Wahda menoleh. Ia menatap dengan berbagai rupa. 

"Jadi jangan khawatir. Aku nggak akan merebut istri idolaku sendiri."

Wahda merengut. "Aku percaya kamu. Aku cuma tak suka kamu menghabiskan waktu dengan terus menatapnya. Coba kamu menjauh, cari gadis lain."

Arsa tertawa. "Jangan khawatir. Hanya tinggal beberapa tahun lagi. Kurasa aku tidak terlalu tua untuk menyandang seorang bujangan."

Wahda mencebik. 

"Lalu rencanamu selanjutnya? Mau saran Teratai atau Adeena?" ungkit Arsa.

"Lebih manusiawi Teratai." Wahda memutar badannya. Menghadap lurus pada Arsa. "Kamu tau siapa Adeena? Dia misterius sekali."

Arsa menggeleng. "Aku sering mendekatinya dengan merawat tanamannya, tapi dia benar-benar gunung es." 

"Teratai tidak pernah cerita tentangnya?"

Arsa menggeleng. Wahda mendengus kecewa. 

"Sepertinya dia juga mempunyai masa lalu yang buruk," tebak Wahda.


****

Bagus memerhatikan panggilan tanpa nama di ponselnya. Ia mengangkat dengan mala, tatapannya kembali menekuri dokumen di layar desktop. 

"Pak Bagus, saya Andi."

"Andi … di," eja Bagus. 

"Sekomplek dengan Bapak."

"Oh iya ya, ada apa, Pak?" tanya Bagus. Kenyataannya ia masih belum ingat yang mana Andi. 

"Begini tadi saya lihat banner di depan rumah Bapak. Rumahnya mau dijual berapa, Pak?"

"Apa?!" Bagus tersentak.


****


Kening Wahda mengernyit begitu melihat nama yang tertera di layar ponsel. Ia menjawab panggilan itu dengan menghidupkan speaker. 

“Ya, Hallo,” ucapnya sambil menaruh es krim warna pink dengan scoop ke dalam mangkuk kecil. 

“Wahda, kamu di mana?” tanya orang di seberang. 

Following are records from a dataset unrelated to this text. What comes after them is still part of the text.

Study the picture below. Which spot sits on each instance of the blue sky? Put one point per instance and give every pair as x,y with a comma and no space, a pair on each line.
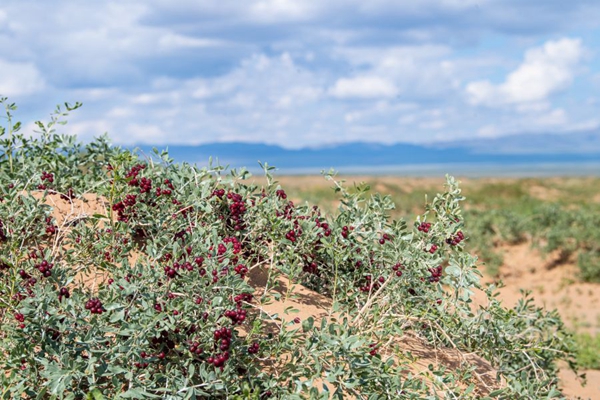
304,73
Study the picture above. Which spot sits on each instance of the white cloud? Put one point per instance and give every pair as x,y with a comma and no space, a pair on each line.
19,79
365,87
546,70
553,118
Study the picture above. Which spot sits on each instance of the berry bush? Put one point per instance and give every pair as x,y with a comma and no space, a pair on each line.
152,295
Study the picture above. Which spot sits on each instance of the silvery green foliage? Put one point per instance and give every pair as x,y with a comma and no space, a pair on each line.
177,321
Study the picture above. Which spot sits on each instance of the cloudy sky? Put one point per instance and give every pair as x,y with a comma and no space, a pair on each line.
304,72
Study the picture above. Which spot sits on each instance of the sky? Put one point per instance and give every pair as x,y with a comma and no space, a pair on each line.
304,73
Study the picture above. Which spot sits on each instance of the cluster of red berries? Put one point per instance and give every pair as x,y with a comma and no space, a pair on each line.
165,192
311,267
241,270
424,227
21,319
436,274
196,349
237,209
47,176
70,195
291,235
50,227
219,193
456,239
254,348
237,246
370,285
237,316
170,271
238,299
397,269
63,292
133,173
223,339
45,268
3,237
373,348
130,200
145,185
385,238
324,226
288,211
94,305
25,276
346,231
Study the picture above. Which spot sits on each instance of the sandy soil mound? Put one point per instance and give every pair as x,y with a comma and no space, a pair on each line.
553,283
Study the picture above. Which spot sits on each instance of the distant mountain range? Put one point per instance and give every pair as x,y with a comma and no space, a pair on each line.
526,150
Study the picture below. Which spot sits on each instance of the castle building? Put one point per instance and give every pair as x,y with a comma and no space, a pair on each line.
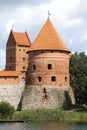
43,64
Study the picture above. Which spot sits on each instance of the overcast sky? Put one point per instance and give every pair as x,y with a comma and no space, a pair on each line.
68,16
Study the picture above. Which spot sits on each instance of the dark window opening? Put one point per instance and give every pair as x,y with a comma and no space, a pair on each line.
39,78
49,66
23,58
10,58
66,79
44,90
45,97
53,78
51,51
10,68
23,67
34,67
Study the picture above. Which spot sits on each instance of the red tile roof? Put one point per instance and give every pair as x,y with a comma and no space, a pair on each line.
9,73
21,38
48,39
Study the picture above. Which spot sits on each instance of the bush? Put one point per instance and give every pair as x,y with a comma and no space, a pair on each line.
6,109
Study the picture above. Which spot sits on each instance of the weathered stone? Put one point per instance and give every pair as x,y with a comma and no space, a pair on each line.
34,97
12,93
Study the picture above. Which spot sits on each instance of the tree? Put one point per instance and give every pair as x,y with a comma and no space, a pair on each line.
78,77
6,109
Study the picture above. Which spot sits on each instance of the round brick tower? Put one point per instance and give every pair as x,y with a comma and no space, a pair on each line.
48,74
48,58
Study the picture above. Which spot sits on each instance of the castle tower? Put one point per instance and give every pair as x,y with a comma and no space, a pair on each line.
48,74
17,46
49,58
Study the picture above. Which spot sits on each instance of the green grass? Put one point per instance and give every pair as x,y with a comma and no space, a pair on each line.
50,115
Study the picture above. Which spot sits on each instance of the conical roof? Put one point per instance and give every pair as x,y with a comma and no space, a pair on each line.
48,39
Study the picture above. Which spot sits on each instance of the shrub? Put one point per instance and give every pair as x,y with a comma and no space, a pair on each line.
6,109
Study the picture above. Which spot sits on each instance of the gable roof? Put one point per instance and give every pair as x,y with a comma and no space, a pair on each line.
21,38
48,39
9,73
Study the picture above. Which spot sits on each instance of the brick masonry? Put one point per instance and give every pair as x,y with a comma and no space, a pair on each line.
35,97
12,93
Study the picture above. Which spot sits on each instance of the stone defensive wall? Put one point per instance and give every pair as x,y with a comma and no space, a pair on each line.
35,97
12,93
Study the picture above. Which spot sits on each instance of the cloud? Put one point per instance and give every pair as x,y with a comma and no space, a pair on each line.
19,2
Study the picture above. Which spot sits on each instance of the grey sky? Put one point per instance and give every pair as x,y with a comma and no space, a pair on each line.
68,16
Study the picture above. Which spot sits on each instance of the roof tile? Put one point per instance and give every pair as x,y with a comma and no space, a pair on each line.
22,38
48,39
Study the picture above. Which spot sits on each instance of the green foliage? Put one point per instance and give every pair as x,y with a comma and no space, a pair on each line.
6,110
39,115
78,77
50,115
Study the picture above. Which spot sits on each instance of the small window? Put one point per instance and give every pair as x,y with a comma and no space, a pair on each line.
49,66
39,78
10,68
34,67
51,51
23,58
66,79
10,58
44,90
5,78
53,78
23,67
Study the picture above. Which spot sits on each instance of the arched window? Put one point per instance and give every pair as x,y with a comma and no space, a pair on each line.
53,78
34,67
10,68
66,79
39,79
44,90
49,66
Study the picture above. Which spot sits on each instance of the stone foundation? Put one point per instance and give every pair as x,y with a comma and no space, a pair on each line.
35,97
12,93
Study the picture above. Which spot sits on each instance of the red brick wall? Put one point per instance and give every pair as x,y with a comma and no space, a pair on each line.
38,68
11,80
21,58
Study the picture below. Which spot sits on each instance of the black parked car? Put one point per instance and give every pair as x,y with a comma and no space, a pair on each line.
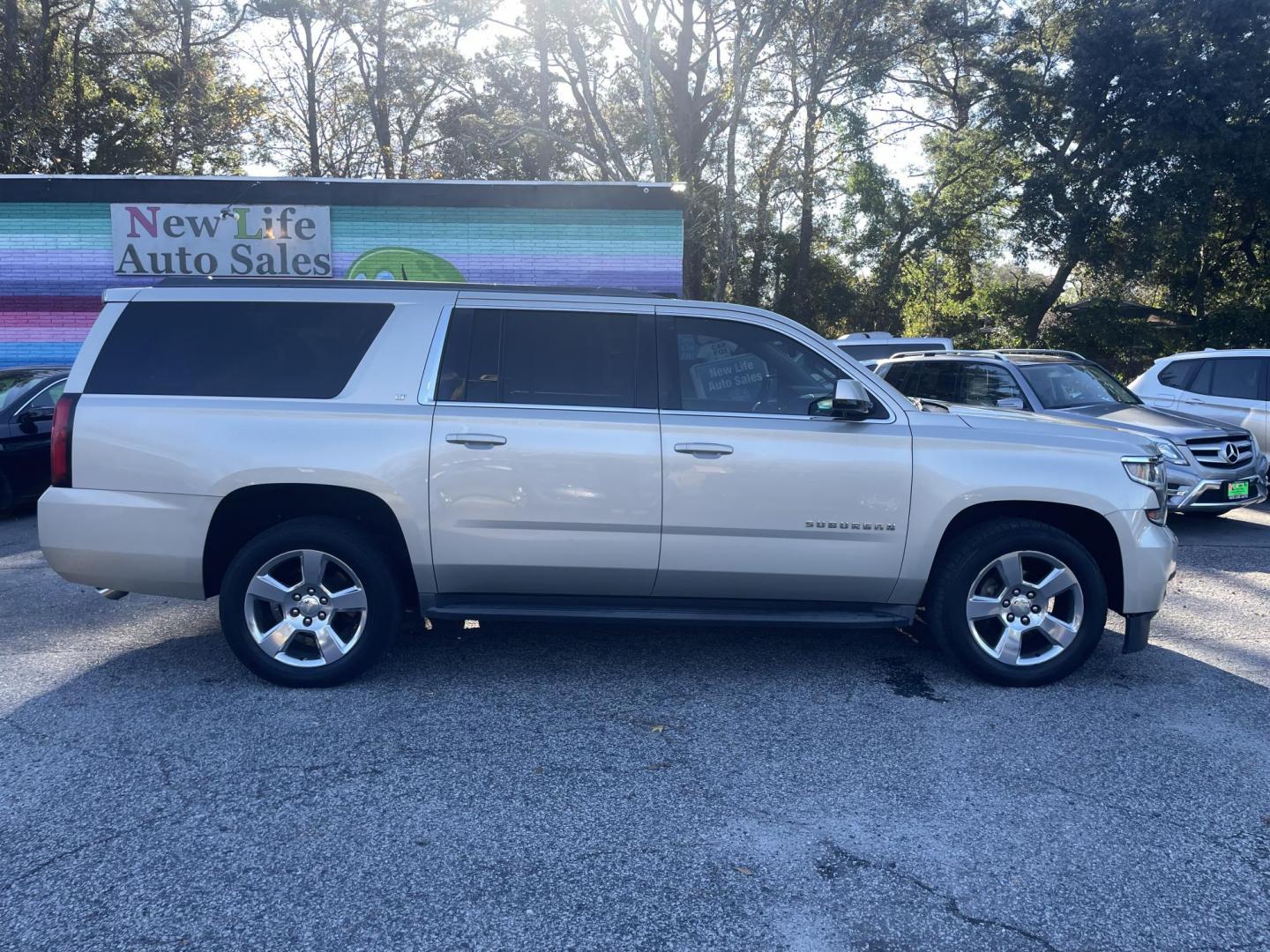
26,398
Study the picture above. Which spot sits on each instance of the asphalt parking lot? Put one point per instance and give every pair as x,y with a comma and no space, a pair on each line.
540,788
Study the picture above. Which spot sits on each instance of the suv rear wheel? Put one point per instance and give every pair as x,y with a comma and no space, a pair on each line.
310,602
1018,602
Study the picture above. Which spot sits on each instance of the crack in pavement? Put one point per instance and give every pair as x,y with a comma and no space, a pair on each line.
80,847
952,904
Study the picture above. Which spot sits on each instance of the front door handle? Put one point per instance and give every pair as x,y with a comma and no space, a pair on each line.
475,439
705,449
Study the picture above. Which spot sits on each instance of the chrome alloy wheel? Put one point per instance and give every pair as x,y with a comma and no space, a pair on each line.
1025,608
305,608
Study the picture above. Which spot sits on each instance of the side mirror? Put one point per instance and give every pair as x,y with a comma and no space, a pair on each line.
851,401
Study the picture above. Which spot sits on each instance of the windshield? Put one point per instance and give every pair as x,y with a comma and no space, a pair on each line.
13,383
1065,385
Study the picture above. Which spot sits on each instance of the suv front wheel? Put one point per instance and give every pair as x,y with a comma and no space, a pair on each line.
1018,602
310,603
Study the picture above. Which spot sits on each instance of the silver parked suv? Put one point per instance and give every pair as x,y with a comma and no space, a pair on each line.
1212,467
325,455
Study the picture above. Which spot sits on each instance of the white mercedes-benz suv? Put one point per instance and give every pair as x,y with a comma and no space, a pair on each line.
328,455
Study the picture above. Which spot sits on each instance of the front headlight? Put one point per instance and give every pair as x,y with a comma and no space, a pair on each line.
1149,471
1171,452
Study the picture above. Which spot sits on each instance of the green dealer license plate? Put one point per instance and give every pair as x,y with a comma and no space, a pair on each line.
1237,490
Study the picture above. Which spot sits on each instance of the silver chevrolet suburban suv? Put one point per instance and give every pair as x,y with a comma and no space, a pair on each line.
326,456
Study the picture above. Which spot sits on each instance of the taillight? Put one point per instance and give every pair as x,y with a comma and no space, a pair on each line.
64,419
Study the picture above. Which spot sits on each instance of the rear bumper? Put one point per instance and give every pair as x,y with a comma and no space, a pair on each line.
145,542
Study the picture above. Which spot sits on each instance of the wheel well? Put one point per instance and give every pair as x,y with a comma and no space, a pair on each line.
248,512
1085,525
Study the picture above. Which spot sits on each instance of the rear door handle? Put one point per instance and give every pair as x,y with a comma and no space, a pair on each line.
475,439
705,449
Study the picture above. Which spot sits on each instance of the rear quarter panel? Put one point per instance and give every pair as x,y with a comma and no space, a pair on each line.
1005,458
372,437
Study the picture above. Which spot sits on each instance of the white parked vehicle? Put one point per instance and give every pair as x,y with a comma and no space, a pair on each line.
1229,386
323,455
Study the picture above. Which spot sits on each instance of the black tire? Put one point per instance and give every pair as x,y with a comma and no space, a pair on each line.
349,545
960,562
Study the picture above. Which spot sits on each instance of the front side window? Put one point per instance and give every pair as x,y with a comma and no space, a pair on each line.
721,366
48,398
1235,377
937,380
984,385
1065,385
14,383
549,358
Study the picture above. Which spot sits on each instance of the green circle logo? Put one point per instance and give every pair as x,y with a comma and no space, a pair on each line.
401,264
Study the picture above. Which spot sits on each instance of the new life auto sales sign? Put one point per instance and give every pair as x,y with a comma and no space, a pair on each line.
254,242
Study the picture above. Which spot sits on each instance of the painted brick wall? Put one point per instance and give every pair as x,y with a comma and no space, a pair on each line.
56,258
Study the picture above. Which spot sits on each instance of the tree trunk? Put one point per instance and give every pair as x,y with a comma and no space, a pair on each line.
802,283
758,242
306,25
380,100
1041,308
646,78
546,149
78,89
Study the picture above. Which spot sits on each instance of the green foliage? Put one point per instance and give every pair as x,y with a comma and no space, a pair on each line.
1117,147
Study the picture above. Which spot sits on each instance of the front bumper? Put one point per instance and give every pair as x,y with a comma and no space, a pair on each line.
1204,489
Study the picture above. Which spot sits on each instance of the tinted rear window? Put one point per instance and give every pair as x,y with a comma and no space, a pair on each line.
549,358
235,348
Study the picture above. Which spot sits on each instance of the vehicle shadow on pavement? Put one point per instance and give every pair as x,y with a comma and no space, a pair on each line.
548,787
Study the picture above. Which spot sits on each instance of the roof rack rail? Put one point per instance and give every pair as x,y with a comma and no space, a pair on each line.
346,283
992,354
1044,352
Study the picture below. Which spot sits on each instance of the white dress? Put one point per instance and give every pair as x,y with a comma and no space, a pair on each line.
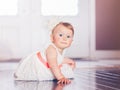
35,67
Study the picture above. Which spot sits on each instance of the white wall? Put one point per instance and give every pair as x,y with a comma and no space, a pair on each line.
28,31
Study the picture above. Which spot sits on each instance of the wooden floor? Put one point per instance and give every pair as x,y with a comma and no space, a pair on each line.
89,77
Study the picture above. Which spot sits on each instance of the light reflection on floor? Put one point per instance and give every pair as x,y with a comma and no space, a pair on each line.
87,77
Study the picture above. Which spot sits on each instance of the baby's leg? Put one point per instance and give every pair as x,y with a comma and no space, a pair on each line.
70,62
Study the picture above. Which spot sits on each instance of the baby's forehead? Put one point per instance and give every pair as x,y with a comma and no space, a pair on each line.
62,28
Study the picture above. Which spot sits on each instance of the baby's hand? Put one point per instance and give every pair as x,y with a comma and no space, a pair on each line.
64,81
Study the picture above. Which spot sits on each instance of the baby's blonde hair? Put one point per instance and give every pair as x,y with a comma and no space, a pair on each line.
66,24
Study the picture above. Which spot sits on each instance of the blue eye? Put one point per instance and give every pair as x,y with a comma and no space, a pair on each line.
60,35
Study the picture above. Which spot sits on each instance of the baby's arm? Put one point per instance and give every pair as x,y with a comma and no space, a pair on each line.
51,55
70,62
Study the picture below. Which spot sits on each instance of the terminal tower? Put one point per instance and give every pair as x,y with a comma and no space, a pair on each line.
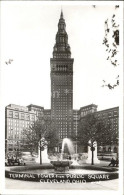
62,82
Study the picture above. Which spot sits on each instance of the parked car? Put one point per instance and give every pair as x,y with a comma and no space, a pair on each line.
16,161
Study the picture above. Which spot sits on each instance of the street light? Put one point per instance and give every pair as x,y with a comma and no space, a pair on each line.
92,148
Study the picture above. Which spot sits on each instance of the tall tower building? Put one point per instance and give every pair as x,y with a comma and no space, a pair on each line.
62,82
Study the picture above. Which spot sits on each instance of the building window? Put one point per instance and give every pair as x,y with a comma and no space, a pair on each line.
10,114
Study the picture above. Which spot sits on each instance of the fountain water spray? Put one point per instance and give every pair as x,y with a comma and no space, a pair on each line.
68,142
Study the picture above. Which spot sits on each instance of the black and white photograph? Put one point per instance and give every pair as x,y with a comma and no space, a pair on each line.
61,97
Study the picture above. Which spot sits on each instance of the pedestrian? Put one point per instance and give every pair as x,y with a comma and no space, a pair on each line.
112,162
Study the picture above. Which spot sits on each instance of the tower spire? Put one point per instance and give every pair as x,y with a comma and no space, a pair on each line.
61,48
61,16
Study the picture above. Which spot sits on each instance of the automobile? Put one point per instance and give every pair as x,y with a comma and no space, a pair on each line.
12,162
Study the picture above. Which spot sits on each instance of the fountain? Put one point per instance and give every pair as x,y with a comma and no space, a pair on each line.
62,165
67,169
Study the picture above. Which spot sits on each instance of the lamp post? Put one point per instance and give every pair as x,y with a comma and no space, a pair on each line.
92,148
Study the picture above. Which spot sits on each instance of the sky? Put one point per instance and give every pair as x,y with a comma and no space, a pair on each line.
28,31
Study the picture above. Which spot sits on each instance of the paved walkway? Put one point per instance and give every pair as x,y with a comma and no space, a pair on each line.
101,185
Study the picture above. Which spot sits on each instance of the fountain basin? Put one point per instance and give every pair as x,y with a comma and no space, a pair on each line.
61,166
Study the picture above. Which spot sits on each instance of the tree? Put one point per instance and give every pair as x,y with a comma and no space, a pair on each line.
41,128
96,130
111,42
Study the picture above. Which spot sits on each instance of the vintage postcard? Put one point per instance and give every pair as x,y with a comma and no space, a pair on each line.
61,97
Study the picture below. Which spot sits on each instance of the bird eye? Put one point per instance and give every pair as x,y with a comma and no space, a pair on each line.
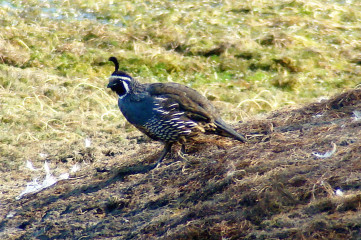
119,86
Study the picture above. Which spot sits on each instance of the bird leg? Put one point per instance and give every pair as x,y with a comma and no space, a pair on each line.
166,149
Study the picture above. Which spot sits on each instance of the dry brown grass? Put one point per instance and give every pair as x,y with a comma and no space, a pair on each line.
271,187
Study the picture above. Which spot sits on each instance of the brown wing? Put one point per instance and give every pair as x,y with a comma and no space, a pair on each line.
195,106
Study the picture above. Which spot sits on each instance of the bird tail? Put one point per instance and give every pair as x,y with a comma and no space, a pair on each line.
228,131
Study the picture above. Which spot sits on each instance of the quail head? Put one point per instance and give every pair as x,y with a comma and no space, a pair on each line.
167,112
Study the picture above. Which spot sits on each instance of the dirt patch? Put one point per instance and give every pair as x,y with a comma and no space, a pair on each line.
273,187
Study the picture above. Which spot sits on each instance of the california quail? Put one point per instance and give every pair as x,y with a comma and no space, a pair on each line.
166,112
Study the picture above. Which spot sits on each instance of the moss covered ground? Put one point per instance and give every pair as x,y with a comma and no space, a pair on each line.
248,57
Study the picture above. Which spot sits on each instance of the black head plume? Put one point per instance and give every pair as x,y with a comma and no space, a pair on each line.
116,63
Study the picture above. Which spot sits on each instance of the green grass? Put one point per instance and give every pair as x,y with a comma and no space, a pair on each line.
54,69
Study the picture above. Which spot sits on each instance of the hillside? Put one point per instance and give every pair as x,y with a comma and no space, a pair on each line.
279,185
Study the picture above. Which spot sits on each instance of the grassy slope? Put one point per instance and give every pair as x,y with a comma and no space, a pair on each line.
248,57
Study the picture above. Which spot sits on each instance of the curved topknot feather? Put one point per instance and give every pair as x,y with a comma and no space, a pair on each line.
116,63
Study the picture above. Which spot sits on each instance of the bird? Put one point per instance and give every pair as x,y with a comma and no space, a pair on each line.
167,112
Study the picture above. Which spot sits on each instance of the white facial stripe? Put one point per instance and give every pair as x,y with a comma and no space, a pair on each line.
120,77
125,84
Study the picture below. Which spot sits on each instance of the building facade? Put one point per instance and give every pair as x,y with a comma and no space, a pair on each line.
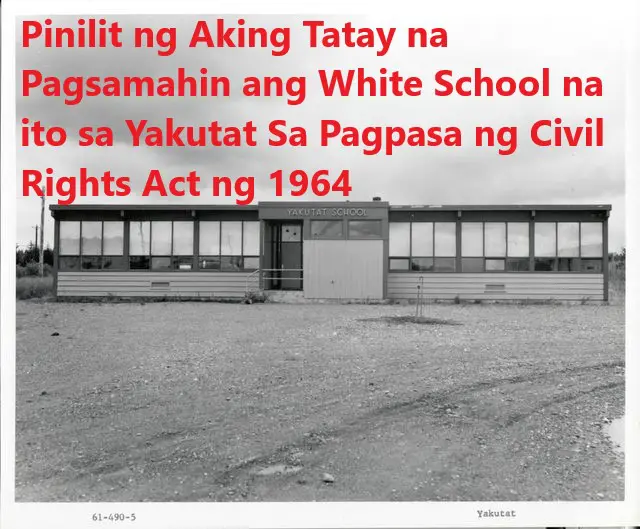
333,250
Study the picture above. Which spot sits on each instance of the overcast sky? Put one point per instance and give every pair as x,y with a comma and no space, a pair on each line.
569,40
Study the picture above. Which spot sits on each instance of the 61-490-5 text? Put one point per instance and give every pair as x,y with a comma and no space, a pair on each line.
113,517
297,183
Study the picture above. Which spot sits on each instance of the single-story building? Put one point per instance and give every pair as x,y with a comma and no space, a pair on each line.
333,250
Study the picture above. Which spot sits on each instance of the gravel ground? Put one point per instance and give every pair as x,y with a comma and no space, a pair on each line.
225,402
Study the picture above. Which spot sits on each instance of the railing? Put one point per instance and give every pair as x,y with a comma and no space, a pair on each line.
255,273
270,274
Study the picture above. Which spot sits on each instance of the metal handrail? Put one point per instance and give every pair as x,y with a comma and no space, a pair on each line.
262,276
246,283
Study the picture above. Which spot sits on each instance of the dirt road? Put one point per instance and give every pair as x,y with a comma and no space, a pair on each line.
215,402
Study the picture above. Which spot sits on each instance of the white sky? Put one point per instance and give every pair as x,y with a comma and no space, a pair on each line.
586,41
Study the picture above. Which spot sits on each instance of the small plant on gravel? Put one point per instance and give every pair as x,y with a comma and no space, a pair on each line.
256,297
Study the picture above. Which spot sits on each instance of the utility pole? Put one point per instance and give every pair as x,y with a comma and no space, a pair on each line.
42,234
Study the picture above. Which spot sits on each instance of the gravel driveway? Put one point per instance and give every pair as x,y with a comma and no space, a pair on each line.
226,402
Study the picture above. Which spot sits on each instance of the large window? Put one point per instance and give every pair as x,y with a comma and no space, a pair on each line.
568,247
161,245
91,245
229,245
495,246
422,246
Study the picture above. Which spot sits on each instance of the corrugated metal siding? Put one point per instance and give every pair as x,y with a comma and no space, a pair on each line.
155,284
347,269
568,287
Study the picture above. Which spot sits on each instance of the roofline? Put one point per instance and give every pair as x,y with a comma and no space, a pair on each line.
303,204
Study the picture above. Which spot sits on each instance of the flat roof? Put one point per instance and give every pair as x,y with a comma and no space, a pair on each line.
303,204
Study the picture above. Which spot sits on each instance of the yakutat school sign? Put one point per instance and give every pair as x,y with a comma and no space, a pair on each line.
327,212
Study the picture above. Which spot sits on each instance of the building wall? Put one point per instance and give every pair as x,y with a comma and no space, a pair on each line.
498,286
347,269
156,284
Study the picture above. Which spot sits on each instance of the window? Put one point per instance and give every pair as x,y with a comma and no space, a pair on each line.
495,247
568,247
472,239
327,229
422,246
91,245
229,245
365,229
591,239
568,239
400,239
171,245
139,244
495,239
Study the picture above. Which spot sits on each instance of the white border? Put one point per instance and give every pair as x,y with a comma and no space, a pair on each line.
294,515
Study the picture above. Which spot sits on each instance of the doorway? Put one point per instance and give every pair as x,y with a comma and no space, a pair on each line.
285,244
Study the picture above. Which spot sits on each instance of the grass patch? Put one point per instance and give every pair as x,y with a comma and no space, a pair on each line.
34,287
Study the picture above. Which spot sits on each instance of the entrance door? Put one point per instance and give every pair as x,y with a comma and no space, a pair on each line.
286,251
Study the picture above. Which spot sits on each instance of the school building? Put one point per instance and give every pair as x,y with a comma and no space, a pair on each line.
333,250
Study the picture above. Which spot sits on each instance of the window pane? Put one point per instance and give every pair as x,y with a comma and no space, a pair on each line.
568,239
422,239
399,239
230,263
68,262
231,239
113,238
592,265
518,265
444,264
591,239
326,229
182,263
113,262
161,263
139,262
545,239
291,232
422,264
365,229
445,239
473,264
495,239
91,238
568,265
183,238
544,264
251,263
251,238
91,262
139,238
210,262
69,238
472,239
209,238
398,264
518,239
160,238
494,265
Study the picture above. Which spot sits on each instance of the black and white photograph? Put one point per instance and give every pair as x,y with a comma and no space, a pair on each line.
446,323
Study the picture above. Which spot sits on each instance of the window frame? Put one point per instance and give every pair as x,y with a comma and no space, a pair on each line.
220,257
99,257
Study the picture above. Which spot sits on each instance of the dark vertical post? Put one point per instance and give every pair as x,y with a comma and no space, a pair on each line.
196,242
42,234
56,246
532,242
605,258
459,242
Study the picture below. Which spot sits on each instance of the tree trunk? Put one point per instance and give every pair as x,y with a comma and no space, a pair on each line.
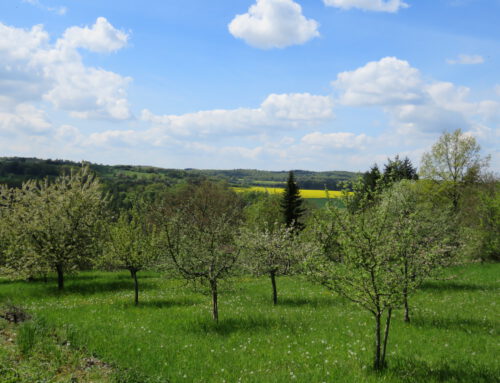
386,336
405,294
275,291
407,307
133,272
215,308
60,277
376,362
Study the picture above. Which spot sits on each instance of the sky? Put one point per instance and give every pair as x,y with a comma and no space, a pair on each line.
255,84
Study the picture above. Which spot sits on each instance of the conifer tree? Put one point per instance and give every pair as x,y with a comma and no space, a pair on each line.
292,204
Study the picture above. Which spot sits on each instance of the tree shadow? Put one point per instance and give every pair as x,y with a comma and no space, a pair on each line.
312,302
467,325
92,288
454,286
411,370
157,303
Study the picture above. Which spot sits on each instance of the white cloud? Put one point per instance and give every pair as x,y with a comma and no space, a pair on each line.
24,119
339,140
33,69
385,82
274,24
60,10
414,105
467,60
277,111
391,6
101,37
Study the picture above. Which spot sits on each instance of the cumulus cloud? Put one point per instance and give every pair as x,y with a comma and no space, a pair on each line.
337,140
277,111
24,119
385,82
101,37
61,11
391,6
274,24
467,60
413,104
497,89
33,69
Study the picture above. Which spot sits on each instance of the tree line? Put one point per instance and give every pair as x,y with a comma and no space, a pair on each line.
391,232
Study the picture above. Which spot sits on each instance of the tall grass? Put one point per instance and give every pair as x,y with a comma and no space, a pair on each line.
310,336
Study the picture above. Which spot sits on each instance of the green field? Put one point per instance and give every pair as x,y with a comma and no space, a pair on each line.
311,336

“Aku? Aku di kafe Teratai,” sahut Wahda. Ia kembali mengambil es krim warna putih di wadah yang lain, setelah itu ia menambah dengan hijau.

“Aku akan ke sana.”

“Kamu tahu tempatnya?” 

“Kamu share saja lokasinya.”

***

Tak butuh waktu lama, Bagus sudah ada di halaman kafe. Wahda langsung keluar dari dapur begitu mengenali bunyi mobil yang dikendarai Bagus. 

“Mengapa kamu lakukan itu?” berondong Bagus begitu memasuki kafe. Seorang pelanggan yang berkutat dengan desktop di ruang ujung jadi mengalihkan perhatian pada mereka. 

Wahda mengerutkan kening. 

“Rumah kenapa mau dijual tanpa dibicarakan dulu denganku?!” tegas Bagus.

“Ooh ….” Wahda mempersilakan duduk dengan isyarat tangan. “Kalau begitu kita bicarakan saja sekarang. Rumah itu milik kita, sekarang sudah pisah, jadi rumah itu harus kita bagi dong!”

Bagus menggeleng. “Tidak. Aku tidak ingin berpisah denganmu. Oke sekarang kita telah cerai, tapi aku akan berusaha memperjuangkanmu.”

Wahda tersenyum sinis. “Memperjuangkan? Kau ingin memperjuangkanku?”

Bagus mengangguk. 

Mendadak perutnya terasa mual. “Kau ingin memperjuangkanku, di saat yang sama kamu sedang main-main dengan Angel. Jahat sekali kamu, Gus.”

“Bermain dengan Angel? Aku tidak mengerti maksudmu.”

“Jangan mendadak lupa. Kamu membuatku perutku jadi mual. Kamu mau bermain dengan siapa saja, aku tak peduli. Tapi jangan bawa dia ke rumahku!”